© www.sxc.huLes pratiques funéraires évoluent en France. Un décès sur quatre est aujourd'hui suivi d'une crémation, une tendance qui devrait s'accentuer dans les années à venir, de plus en plus de Français s'y disant plus favorables qu'à l'inhumation. Une évolution de la société que la loi avait jusqu'à présent du mal à suivre. Dans ce vide juridique, les trois-quarts des familles choisissent de conserver chez elles les cendres d'un disparu. Mais il y a eu aussi des dérapages - comme le cas d'urnes funéraires retrouvées dans des décharges...
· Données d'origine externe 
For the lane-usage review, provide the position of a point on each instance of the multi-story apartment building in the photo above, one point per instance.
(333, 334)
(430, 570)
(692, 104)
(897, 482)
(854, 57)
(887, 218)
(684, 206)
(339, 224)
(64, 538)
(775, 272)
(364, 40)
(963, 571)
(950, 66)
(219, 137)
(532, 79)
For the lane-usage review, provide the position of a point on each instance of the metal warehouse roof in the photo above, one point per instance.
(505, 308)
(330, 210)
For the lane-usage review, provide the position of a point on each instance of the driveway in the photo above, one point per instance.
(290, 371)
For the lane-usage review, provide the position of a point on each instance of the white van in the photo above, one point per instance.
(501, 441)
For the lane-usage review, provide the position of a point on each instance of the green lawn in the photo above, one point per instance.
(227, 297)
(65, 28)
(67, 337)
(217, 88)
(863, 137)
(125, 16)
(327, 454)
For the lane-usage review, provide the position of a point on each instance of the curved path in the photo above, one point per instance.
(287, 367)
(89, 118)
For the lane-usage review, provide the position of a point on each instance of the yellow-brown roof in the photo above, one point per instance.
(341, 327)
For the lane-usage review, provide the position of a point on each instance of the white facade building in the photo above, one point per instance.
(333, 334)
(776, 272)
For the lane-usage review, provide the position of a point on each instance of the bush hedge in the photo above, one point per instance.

Dans l'attente d'un projet de loi, qui n'a jusqu'alors jamais franchi les portes de l'Assemblée, c'est un décret du ministère de l'Intérieur qui encadre quelque peu ces pratiques. Il prévoit la possibilité de déposer ou d'inhumer au domicile du défunt une urne funéraire contenant ses cendres ou de les disperser en pleine nature, "si telle est la volonté exprimée par le défunt". Dans ce cas, précise le texte, le dépôt ou l'inhumation de l'urne ou la dispersion des cendres doivent donner lieu à une déclaration auprès du maire de la commune. Le décret prévoit par ailleurs l'inhumation de l'urne dans une sépulture, le dépôt dans un colombarium, le scellement sur un monument funéraire dans un cimetière ou la dispersion sur un site cinéraire.
Une loi en souffrance
Ce texte va, néanmoins, nettement moins loin dans l'encadrement des pratiques funéraires que la proposition de loi adoptée à l'unanimité par le Sénat en juin 2006. Ce texte, à l'initiative de l'élu socialiste du Loiret, Jean-Pierre Sueur, prévoit trois destinations pour les cendres, à l'exclusion de toute autre : leur conservation dans une urne placée dans un cimetière, leur dispersion dans un "jardin du souvenir", ou leur dissémination en pleine nature. Mais cette proposition de loi n'a jamais été examinée jusqu'à présent par l'Assemblée nationale.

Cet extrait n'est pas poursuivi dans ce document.